ALDRICH, Circuit Judge:
Plaintiff Kuehnert brought suit in the district court pursuant to section 10(b) of the Securities and Exchange Act, 15 U.S.C. § 78j(b), and more particularly the Commission’s Rule 10b-5,1 against W. T. Rhame, a former president of Texstar Corporation, a Texas corporation, sometimes hereinafter the company, and against Texstar itself. After interrogatories had been answered and depositions had been taken, both defendants were granted summary judgments of dismissal on the merits. 286 F.Supp. 340. On this appeal no issue is raised as to Rhame’s statements, their materiality or falsity, or Kuehnert’s reliance and damage. Rhame says that Kuehnert is barred from recovery by his own conduct. The company raises as a separate defense —a matter not reached by the district court — that Rhame’s actions were his own personal affair and were not authorized by it.
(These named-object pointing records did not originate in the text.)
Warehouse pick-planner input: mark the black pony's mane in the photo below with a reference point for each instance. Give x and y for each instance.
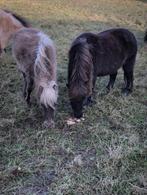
(19, 18)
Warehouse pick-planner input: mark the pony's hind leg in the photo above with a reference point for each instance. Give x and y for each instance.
(111, 82)
(128, 75)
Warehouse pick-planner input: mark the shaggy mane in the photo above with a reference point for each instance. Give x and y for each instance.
(19, 18)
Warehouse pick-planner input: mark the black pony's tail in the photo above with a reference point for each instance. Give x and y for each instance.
(145, 37)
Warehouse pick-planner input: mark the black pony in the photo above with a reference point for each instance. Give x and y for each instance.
(93, 55)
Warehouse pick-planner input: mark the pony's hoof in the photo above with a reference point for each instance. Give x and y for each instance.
(48, 124)
(126, 92)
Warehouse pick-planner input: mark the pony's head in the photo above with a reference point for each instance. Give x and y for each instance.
(80, 71)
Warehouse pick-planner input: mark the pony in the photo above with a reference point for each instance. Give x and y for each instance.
(35, 55)
(9, 24)
(92, 55)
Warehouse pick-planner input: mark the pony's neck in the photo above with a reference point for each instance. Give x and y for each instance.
(8, 26)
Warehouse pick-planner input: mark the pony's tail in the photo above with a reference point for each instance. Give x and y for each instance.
(145, 37)
(45, 72)
(80, 68)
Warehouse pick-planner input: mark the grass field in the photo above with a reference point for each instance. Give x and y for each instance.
(104, 155)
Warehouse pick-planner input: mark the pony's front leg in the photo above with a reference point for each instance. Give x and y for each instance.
(28, 87)
(48, 117)
(88, 101)
(24, 85)
(111, 82)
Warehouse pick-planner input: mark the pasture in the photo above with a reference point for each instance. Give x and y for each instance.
(104, 155)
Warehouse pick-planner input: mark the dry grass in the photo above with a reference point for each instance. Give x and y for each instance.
(104, 155)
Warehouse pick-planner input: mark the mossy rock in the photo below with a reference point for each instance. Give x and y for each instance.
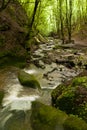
(72, 98)
(1, 96)
(28, 80)
(46, 117)
(74, 123)
(18, 121)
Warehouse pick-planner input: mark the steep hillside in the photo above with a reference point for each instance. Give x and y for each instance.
(13, 29)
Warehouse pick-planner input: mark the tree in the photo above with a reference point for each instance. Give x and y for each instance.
(61, 19)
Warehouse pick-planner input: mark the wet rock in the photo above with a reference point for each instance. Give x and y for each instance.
(19, 120)
(28, 80)
(73, 123)
(72, 97)
(45, 117)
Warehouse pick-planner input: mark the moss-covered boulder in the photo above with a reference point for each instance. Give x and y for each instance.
(1, 96)
(13, 30)
(72, 98)
(74, 123)
(18, 121)
(46, 117)
(28, 80)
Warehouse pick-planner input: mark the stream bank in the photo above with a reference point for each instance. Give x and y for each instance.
(51, 65)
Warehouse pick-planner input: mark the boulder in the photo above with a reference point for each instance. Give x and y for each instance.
(73, 123)
(72, 98)
(28, 80)
(45, 117)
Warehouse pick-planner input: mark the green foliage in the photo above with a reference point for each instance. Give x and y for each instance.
(73, 98)
(2, 40)
(28, 80)
(1, 96)
(74, 123)
(46, 118)
(47, 18)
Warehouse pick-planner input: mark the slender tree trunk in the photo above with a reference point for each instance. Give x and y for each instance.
(33, 18)
(61, 20)
(70, 20)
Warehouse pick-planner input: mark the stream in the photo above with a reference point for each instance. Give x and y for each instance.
(18, 99)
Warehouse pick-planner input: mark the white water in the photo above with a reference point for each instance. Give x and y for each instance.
(12, 98)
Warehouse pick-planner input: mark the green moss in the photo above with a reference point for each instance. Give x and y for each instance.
(18, 121)
(74, 123)
(28, 80)
(80, 81)
(1, 96)
(2, 40)
(73, 98)
(46, 117)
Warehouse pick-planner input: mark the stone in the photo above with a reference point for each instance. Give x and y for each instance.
(72, 97)
(28, 80)
(45, 117)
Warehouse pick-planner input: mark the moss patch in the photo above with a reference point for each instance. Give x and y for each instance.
(1, 96)
(72, 98)
(46, 117)
(74, 123)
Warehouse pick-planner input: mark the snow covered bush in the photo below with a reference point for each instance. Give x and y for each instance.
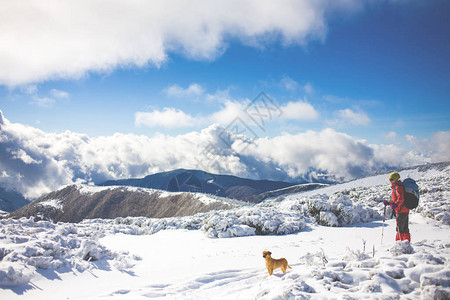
(338, 209)
(28, 246)
(252, 221)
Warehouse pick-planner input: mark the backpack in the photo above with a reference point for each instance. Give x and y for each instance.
(411, 191)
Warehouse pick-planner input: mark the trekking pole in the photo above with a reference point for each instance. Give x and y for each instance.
(382, 230)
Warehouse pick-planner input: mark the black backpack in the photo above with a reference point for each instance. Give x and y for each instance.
(411, 191)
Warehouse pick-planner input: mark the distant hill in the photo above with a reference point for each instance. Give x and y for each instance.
(78, 202)
(182, 180)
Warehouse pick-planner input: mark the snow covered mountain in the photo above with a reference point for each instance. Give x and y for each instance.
(182, 180)
(10, 200)
(78, 202)
(334, 238)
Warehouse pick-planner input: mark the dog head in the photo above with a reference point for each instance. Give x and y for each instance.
(266, 253)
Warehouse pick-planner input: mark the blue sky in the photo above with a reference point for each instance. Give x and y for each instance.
(373, 70)
(389, 61)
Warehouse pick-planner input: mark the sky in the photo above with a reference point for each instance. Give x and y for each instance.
(278, 90)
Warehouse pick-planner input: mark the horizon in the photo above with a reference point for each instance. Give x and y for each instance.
(281, 91)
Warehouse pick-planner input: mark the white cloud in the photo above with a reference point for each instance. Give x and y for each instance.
(193, 90)
(59, 94)
(436, 147)
(391, 135)
(67, 39)
(37, 162)
(348, 116)
(299, 110)
(289, 83)
(167, 118)
(229, 112)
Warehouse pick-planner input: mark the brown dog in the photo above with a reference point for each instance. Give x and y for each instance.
(273, 264)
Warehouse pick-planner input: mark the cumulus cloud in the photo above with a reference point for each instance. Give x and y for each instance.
(59, 94)
(67, 39)
(194, 89)
(34, 162)
(299, 110)
(167, 118)
(436, 147)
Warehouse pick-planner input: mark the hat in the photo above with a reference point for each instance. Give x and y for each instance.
(394, 176)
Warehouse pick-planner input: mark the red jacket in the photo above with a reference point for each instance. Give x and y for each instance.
(398, 197)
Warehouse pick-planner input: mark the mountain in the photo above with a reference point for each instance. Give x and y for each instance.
(78, 202)
(11, 200)
(182, 180)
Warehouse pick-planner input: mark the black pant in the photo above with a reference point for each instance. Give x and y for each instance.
(402, 222)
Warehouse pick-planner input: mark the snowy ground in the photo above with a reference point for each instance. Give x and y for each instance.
(218, 255)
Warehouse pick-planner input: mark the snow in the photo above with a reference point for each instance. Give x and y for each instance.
(331, 237)
(55, 203)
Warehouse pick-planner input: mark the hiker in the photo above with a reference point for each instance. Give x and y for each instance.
(397, 205)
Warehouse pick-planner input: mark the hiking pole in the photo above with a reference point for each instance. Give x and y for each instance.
(382, 230)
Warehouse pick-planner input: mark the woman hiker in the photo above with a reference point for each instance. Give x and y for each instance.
(401, 211)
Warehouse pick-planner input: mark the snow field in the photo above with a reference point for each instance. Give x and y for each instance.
(331, 237)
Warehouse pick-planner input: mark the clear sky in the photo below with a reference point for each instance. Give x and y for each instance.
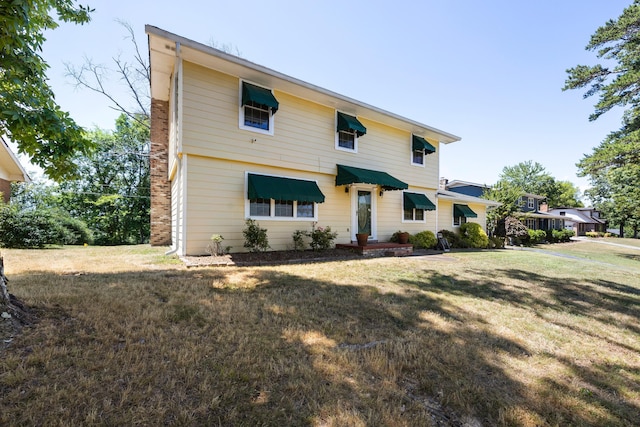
(488, 71)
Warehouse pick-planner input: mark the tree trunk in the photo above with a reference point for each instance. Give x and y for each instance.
(4, 293)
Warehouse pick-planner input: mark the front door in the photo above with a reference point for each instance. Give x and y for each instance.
(364, 204)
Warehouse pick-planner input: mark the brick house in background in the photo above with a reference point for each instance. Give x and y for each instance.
(10, 170)
(232, 140)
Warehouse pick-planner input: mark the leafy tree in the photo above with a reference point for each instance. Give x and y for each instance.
(28, 112)
(613, 166)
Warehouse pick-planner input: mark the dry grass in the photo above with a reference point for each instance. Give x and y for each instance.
(126, 336)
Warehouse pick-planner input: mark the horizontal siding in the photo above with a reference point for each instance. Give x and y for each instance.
(304, 133)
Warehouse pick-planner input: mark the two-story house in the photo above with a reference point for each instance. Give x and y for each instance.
(10, 170)
(232, 140)
(581, 220)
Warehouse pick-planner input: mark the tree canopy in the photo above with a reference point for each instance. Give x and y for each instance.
(28, 111)
(613, 167)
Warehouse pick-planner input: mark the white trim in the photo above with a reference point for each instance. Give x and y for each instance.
(413, 221)
(353, 191)
(337, 136)
(272, 217)
(241, 124)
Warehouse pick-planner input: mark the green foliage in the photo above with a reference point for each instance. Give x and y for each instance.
(424, 239)
(322, 238)
(39, 228)
(28, 112)
(255, 238)
(455, 240)
(473, 235)
(537, 236)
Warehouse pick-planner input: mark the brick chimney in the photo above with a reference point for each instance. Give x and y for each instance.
(159, 174)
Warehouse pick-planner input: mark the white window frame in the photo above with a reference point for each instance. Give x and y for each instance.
(414, 220)
(531, 203)
(272, 209)
(241, 110)
(355, 137)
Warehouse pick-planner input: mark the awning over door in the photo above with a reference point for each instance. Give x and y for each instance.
(418, 201)
(259, 95)
(420, 144)
(463, 210)
(279, 188)
(352, 175)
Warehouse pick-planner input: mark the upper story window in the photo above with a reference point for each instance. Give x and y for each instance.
(420, 147)
(348, 130)
(257, 107)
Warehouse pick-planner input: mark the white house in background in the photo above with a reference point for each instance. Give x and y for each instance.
(581, 220)
(10, 170)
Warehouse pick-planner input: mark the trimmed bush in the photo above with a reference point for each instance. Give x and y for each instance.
(424, 239)
(537, 236)
(255, 238)
(473, 235)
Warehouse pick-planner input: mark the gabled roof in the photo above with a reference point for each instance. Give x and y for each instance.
(165, 47)
(10, 167)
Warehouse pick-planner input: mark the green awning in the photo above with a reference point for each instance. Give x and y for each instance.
(278, 188)
(463, 210)
(351, 175)
(418, 201)
(259, 95)
(420, 144)
(350, 124)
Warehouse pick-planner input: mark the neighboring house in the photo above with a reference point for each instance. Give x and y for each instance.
(232, 140)
(581, 220)
(460, 202)
(533, 214)
(10, 170)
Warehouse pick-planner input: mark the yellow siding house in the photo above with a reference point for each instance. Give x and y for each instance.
(232, 140)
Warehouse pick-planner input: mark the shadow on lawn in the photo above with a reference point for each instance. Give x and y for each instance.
(280, 349)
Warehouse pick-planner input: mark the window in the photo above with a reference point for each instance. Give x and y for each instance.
(531, 203)
(347, 140)
(274, 197)
(257, 107)
(418, 157)
(459, 220)
(348, 130)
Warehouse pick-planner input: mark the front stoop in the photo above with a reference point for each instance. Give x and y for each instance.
(379, 249)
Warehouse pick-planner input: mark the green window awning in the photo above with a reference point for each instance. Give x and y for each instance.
(259, 95)
(418, 201)
(351, 175)
(350, 124)
(463, 210)
(420, 144)
(278, 188)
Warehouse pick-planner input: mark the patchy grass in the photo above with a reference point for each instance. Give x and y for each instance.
(126, 336)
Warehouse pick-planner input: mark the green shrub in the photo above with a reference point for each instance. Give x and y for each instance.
(473, 235)
(537, 236)
(454, 239)
(255, 238)
(322, 238)
(424, 239)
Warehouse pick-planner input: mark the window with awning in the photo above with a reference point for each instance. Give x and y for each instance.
(252, 94)
(463, 211)
(352, 175)
(421, 144)
(286, 189)
(347, 123)
(418, 201)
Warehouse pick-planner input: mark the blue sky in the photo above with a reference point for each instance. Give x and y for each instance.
(490, 72)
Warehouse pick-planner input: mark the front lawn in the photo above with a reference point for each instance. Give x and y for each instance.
(128, 336)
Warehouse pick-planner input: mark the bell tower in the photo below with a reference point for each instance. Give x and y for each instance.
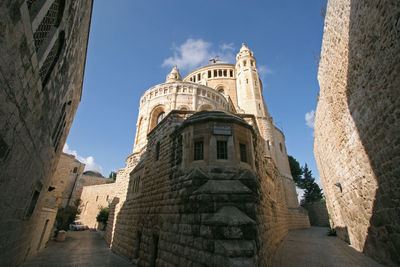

[702]*702The facts are unusual, but relatively simple. In January 1965 Texstar was negotiating a merger agreement with Coronet Petroleum Company. The Coronet' stockholders were to be paid in Tex-star stock, the exchange ratio being fixed by a contract signed in March 1965, and based on an independent appraisal of Coronet’s assets.2 Texstar stock in January was selling at around $4.25 a share. Rhame told Kuehnert of the acquisition plans and that Texstar had made some secret discoveries on a very favorable “farmout,” as a result of which dividends of $3.00 a year could be expected, and an enormous increase in the value of the stock. Rhame stated that as president, he was having trouble with some of the other directors and stockholders, and that it was to his advantage to keep this information secret while he, and hopefully his friend Kuehnert, bought up enough stock to acquire at least a working control. As a result of this Kuehnert bought on margin a substantial amount of company stock and, because the “farm-out” representations were not true, lost it all.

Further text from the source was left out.